Without much fanfare, figures were released recently that shows global temperatures remaining flat for the past 16 years.
The world stopped getting warmer almost 16 years ago, according to new data released last week.
The figures, which have triggered debate among climate scientists, reveal that from the beginning of 1997 until August 2012, there was no discernible rise in aggregate global temperatures.
This means that the ‘plateau’ or ‘pause’ in global warming has now lasted for about the same time as the previous period when temperatures rose, 1980 to 1996. Before that, temperatures had been stable or declining for about 40 years.
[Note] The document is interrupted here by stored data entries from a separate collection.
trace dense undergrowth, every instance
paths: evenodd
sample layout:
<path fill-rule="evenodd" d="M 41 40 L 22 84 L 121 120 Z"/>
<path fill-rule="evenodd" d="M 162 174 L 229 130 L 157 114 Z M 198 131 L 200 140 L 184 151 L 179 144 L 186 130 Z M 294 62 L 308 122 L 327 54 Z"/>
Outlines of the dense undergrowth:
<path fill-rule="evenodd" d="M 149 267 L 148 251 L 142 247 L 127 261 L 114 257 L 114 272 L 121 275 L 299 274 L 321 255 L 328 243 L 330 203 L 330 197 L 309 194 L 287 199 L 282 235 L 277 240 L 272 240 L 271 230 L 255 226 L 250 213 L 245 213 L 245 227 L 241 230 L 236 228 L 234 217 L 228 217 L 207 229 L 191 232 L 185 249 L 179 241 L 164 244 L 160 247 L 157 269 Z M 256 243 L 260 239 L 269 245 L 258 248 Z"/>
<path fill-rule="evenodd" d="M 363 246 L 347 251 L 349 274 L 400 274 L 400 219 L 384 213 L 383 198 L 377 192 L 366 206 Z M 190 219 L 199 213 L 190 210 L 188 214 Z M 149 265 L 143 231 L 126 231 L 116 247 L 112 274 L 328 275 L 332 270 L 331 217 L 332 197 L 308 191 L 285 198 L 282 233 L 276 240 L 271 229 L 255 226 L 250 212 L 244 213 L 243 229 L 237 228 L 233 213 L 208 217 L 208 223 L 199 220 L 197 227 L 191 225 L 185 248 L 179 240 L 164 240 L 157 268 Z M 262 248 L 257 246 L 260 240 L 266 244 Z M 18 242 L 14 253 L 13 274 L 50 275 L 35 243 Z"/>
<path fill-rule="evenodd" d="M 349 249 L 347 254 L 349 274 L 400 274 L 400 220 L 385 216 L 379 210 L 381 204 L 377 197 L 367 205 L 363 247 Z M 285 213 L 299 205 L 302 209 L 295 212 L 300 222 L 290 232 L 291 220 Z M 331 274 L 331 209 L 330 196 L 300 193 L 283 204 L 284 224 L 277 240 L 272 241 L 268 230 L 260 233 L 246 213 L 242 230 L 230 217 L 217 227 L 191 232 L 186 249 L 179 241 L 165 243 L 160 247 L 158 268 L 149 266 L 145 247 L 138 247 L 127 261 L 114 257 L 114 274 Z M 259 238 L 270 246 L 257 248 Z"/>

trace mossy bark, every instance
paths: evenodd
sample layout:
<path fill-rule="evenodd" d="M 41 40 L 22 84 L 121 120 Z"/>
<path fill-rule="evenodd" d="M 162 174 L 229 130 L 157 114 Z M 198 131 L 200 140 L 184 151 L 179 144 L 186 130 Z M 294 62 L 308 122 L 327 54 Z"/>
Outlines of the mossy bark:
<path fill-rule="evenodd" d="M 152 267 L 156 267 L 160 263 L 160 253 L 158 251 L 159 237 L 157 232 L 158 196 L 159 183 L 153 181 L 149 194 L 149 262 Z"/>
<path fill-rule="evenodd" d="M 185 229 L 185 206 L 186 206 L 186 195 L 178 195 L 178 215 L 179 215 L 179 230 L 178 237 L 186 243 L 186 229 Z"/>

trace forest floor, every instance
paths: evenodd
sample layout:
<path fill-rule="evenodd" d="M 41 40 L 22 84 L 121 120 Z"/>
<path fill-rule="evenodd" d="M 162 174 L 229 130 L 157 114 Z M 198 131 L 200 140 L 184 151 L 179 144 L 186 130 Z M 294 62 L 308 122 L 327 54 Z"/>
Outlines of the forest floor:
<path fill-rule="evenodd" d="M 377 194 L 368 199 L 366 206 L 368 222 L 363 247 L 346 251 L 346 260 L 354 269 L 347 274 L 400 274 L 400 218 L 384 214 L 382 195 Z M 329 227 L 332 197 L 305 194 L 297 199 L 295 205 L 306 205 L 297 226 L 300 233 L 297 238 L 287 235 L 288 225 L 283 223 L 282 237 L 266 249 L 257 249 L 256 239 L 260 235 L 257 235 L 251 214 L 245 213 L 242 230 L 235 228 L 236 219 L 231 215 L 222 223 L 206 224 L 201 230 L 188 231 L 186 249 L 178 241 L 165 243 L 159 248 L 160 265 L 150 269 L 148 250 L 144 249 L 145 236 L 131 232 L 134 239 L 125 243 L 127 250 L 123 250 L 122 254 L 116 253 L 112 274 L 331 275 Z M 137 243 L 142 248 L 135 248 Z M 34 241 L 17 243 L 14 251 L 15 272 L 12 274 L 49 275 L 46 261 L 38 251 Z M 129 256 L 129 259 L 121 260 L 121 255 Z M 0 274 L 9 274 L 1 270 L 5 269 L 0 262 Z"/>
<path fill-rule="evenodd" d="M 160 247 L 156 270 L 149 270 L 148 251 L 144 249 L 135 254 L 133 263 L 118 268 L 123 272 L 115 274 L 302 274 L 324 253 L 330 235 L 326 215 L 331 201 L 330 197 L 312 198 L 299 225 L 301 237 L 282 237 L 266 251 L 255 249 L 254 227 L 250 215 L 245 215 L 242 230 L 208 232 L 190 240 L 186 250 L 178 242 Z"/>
Three years ago, when this trend was becoming clear, Professor Phil Jones (director of the Climate Research Unit at the University of East Anglia and who was part of the whole "Climategate" scandal which leaked e-mails among prominent climate scientists at East Anglia) said this:
Yet in 2009, when the plateau was already becoming apparent and being discussed by scientists, he told a colleague in one of the Climategate emails: ‘Bottom line: the “no upward trend” has to continue for a total of 15 years before we get worried.’
But although that point has now been passed, he said that he hadn’t changed his mind about the models’ gloomy predictions: ‘I still think that the current decade which began in 2010 will be warmer by about 0.17 degrees than the previous one, which was warmer than the Nineties.’
Only if that did not happen would he seriously begin to wonder whether something more profound might be happening. In other words, though five years ago he seemed to be saying that 15 years without warming would make him ‘worried’, that period has now become 20 years.
Keep moving those goalposts, guys.
The article is full of opinions, on all sides of the climate change issue, saying that the climate is still not fully understood. But it’s supposedly understood enough to want to create global economic upheaval in order to "fix" something that may not be broken. Fortunately, the current global economic situation has given politicians less of a stomach for huge taxes.